Sonst wäre die Quelle bei Myrías Stärke schon längst versiegelt oder zusammengebrochen, oder … wir würden diese kleinen Versionen der gigantischen, ungebundenen Eisfürsten sehen, die Amok laufen und noch mehr Gemetzel anrichten …“
Der Grund, warum er so viel Vertrauen in Tias Weissagung hatte, war, dass sie nach Myrías Besuch dort gemacht worden war.
Sie war nicht nach seinem Besuch dort gemacht worden, also dachte er, dass sich nicht viel ändern sollte, solange er nichts gegen die Quelle unternahm, es sei denn, Myrias anarchischer Einfluss war stark genug, um das Schicksal in kurzer Zeit zu verändern.
Da er aber wusste, dass er sich irren konnte, wollte er nicht länger hierbleiben.
Es war nur so, dass er nicht sicher war, was diese Frau in der silbernen Robe wirklich mit Natalya vorhatte, und außerdem interessierte er sich für sie, weil er ihr noch mehr Techniken des Forsaken Yin Lotus abluchsen wollte, da die, die er von Fallen Heaven bekommen hatte, zwar die Zirkulationsmethode enthielten, aber nicht die mächtigen Techniken.
„Wenn ich mich nicht irre, muss das Forsaken Yin Lotus-Handbuch, da es so mythisch und einzigartig ist, eine göttliche Technik enthalten …“
Davis kniff die Augen zusammen, als er sah, wie die silbergewandete Gestalt den Schwertgriff erreichte und verschwand.
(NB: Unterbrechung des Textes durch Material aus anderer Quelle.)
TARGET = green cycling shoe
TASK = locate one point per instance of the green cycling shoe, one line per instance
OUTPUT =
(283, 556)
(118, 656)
Er stellte sich vor, dass das Erlernen dieser göttlichen Technik sicherlich wieder eine blöde Bedingung mit sich brachte, etwas aufzugeben. Aber er wollte, dass Natalya sie bekam, damit sie sich davon inspirieren lassen und eine gleichwertige oder bessere Technik für ihren zukünftigen Weg entwickeln konnte.
Es musste nicht einmal eine göttliche Technik sein, das war ihm egal.
Nur eine einzigartig mächtige Technik würde seiner Natalya den Vorteil verschaffen, den sie brauchte, um als höchste Expertin zu gelten.
In der Nähe des Eingangs zum Schwertgriff nickte Tanya Davis zu und sagte nichts mehr, um ihn umzustimmen, da sie überzeugt war, dass er wusste, was er tat.
Im nächsten Moment sahen sie, Natalya und die silbergewandete Frau sich an, ihre Augen brannten vor der Absicht, sich gegenseitig zu beweisen, dass sie besser war als die andere.
Sofort stürmten sie gleichzeitig auf das glänzende Tor zu, und Tanya war natürlich schneller da. Mit einem Lächeln sprang sie durch das Tor und betrat einen azurblauen Weg aus Obsidian, der zu einer weiteren Statue der Frostwolken-Schwertkaiserin führte, die zwar kleiner, aber viel prächtiger war als die, die sie draußen gesehen hatte.